Trauma in Colonization

During over three decades of Japanese colonization, the Korean citizens experienced much hardship and struggle.  For the men, the Japanese government forced then to be laborers and soldiers, fighting and risking their lives for Japanese causes. Japanese women suffered a worse fate as they were forced to serve in military brothels and live a life of servitude for the Japanese men.  Socially, the Korean identity was lost and replaced with ideals and beliefs of the Japanese.

When Japan entered World War II, they needed more soldiers to fight their war and more laborers to keep up their workforce.  As such, it was estimated that about “450,000 forced laborers were sent to Japan” to perform hard work with minimal pay.  For the farmers, Japan confiscated their land and forced them off the premise, only to give the acres to Japanese citizens who immigrated to Korea. The Korean women also became victims of the Japanese as they were used as the so-called “comfort women who served in Japanese military brothels. Modern historians estimated between 10,000 and 200,000 of comfort women were used by the Japanese.  What made the act more appalling was that, according to testimonies, there were numerous cases where Japanese officials and local collaborators kidnapped the women for these jobs.  Furthermore, recruiting poor rural women for sexual slavery under the guise of offering factory employment was rampant under the Japanese rule.

Perhaps what made the Japanese colonization more atrocious was the destruction of evidence.  Even in modern day, Japan is notorious for their role in changing history books in order to alter their actions/behaviors during various wars throughout history.   With that said, during their colonization of Korea, the Japanese government intentionally destroyed official records regarding comfort women.
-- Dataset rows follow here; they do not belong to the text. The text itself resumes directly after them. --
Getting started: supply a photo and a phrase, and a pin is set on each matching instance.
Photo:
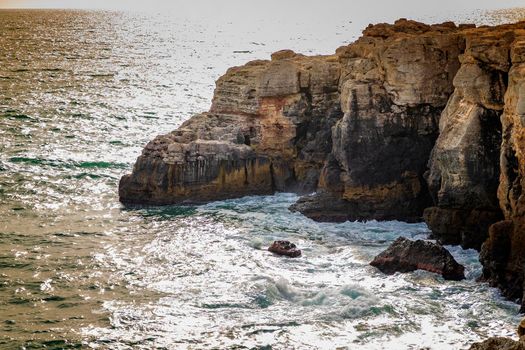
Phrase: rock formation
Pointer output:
(268, 130)
(499, 343)
(285, 248)
(405, 255)
(411, 121)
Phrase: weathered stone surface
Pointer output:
(405, 255)
(499, 343)
(464, 166)
(285, 248)
(360, 128)
(503, 254)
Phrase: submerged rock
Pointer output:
(285, 248)
(499, 343)
(405, 255)
(408, 117)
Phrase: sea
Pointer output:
(81, 93)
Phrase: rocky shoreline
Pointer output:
(411, 122)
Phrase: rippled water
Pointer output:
(80, 94)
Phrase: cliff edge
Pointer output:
(410, 122)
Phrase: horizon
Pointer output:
(266, 8)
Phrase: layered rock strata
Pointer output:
(404, 255)
(410, 121)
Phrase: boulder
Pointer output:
(285, 248)
(405, 255)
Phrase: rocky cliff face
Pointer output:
(395, 82)
(268, 130)
(503, 254)
(410, 121)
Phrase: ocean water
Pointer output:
(81, 92)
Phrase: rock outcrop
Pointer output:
(464, 167)
(404, 255)
(285, 248)
(499, 343)
(395, 82)
(411, 121)
(268, 129)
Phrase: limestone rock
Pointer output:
(394, 86)
(464, 166)
(405, 255)
(499, 343)
(285, 248)
(268, 129)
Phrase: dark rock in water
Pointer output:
(499, 343)
(405, 255)
(285, 248)
(501, 256)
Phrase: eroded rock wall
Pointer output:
(464, 166)
(503, 254)
(409, 116)
(268, 129)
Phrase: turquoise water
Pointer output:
(81, 92)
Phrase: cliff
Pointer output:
(410, 122)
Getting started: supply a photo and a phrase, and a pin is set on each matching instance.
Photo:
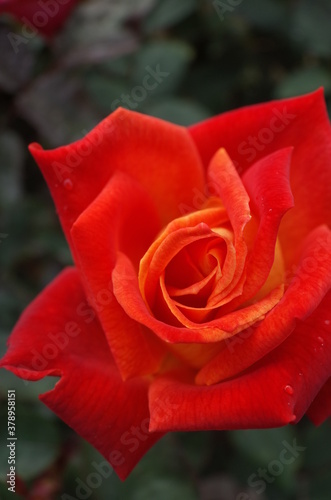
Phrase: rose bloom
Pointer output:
(43, 16)
(199, 298)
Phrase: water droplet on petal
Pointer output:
(289, 389)
(67, 184)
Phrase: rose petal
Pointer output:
(159, 155)
(127, 292)
(301, 123)
(122, 218)
(227, 184)
(267, 183)
(274, 392)
(57, 336)
(311, 282)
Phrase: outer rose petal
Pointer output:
(320, 409)
(274, 392)
(159, 155)
(91, 396)
(27, 10)
(123, 218)
(267, 183)
(301, 123)
(308, 287)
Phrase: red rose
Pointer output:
(200, 293)
(44, 16)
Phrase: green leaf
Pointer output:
(166, 13)
(271, 14)
(12, 153)
(304, 80)
(262, 445)
(165, 488)
(178, 111)
(161, 66)
(311, 26)
(37, 436)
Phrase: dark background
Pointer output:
(218, 58)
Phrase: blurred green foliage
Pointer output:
(215, 59)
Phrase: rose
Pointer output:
(38, 16)
(207, 284)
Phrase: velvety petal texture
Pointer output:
(59, 335)
(200, 296)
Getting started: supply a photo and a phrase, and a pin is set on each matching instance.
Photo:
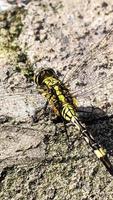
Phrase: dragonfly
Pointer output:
(87, 81)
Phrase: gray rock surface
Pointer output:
(75, 38)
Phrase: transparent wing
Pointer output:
(91, 80)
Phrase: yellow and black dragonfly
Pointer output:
(89, 82)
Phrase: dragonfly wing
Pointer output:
(92, 81)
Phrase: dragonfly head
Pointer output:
(42, 74)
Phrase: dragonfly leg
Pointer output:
(35, 117)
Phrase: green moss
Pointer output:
(9, 32)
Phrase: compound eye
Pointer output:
(50, 70)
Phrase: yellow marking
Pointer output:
(59, 94)
(100, 152)
(50, 81)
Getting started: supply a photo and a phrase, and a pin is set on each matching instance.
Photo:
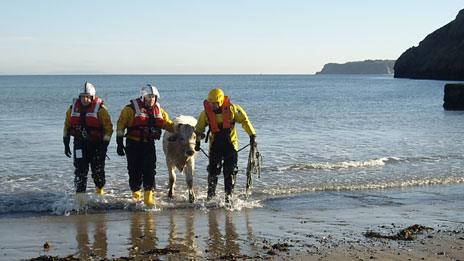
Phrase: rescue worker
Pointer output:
(143, 118)
(89, 122)
(221, 116)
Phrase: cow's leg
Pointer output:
(189, 171)
(172, 180)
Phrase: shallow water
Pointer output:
(316, 133)
(307, 222)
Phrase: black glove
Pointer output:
(253, 140)
(120, 150)
(104, 145)
(67, 150)
(155, 133)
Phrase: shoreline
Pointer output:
(310, 226)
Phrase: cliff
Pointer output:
(362, 67)
(439, 56)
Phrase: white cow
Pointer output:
(179, 149)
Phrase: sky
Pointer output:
(209, 36)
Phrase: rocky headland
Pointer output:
(440, 56)
(359, 67)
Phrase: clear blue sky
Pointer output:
(209, 36)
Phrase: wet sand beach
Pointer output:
(337, 225)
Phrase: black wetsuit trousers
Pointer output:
(87, 153)
(222, 155)
(141, 164)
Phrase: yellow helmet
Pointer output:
(216, 95)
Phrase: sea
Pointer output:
(314, 133)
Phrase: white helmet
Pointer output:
(149, 89)
(88, 89)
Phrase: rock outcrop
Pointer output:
(361, 67)
(439, 56)
(454, 97)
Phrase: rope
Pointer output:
(244, 147)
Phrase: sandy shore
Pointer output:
(313, 226)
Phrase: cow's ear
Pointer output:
(172, 138)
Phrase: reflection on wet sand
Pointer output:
(142, 233)
(186, 244)
(177, 235)
(100, 242)
(222, 246)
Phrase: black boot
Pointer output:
(212, 182)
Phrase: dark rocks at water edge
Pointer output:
(454, 97)
(440, 56)
(361, 67)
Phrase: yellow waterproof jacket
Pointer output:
(127, 117)
(103, 117)
(238, 115)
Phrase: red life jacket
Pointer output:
(90, 127)
(142, 126)
(226, 115)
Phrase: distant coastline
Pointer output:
(360, 67)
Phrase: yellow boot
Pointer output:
(137, 195)
(148, 198)
(80, 200)
(100, 191)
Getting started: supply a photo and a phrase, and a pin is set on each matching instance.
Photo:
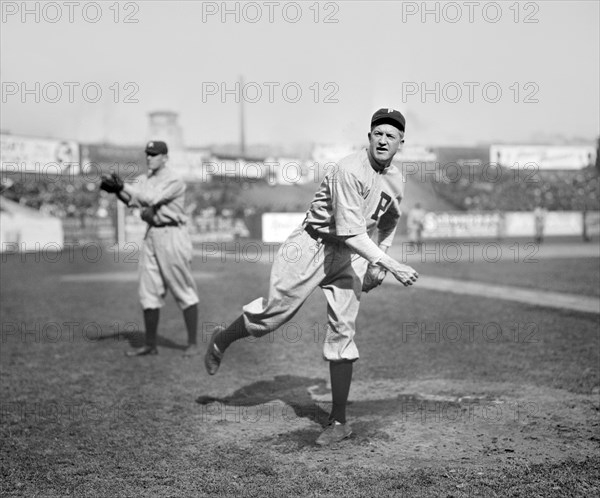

Japanese inventory logs and employee sheets on the battlefield showed some documentation of government-sponsored sexual slavery. In one instance, names of known comfort women were traced to Japanese employment records. Currently, the South Korean government is investigating hundreds of cases on these lists. (3)  As evidenced, during the reign of the Japanese rule, Korean people lost their most basic rights and suffered while serving the mother country.  

Oppressed people, naturally, will find the courage to unite against their oppressors.  Thus, after years of suffering, some groups began to revolt against Japanese Imperialism. In March 1919, an Anti-Japanese demonstration attracted so many supporters and became so chaotic that the Japanese national and military police could not contain the crowds.  The army and even the navy were called in to quell the revolution. What ensued were several reports of Japanese atrocities. In one incident, the Japanese police in the village of Jeam-ri Hwaseong herded everyone into a church, locked it, and burned it to the ground. They even shot through the burning windows of the church to ensure that no one made it out alive. Many participants of the March 1st Movement were subjected to torture and execution.

These outrageous and merciless events deeply affected the Korean people’s livelihood. For the women, the memories of serving as ‘comfort women’ and of sexual abuse left them psychologically traumatized. Though the physical pains could be cured, the psychological nightmares casted a shadow and many could never completely restore their lives.  Yet despite these unfortunate consequences, Japanese colonization did leave some positive imprints onto the Korean culture.  Most notably was the laying the infrastructure and raising the literacy rate among citizens as the Japanese constructed schools and hospitals.(4) These foundations could possibly influence the Koreans’ strong beliefs in education, a belief that is still prevalent in the Korean society today.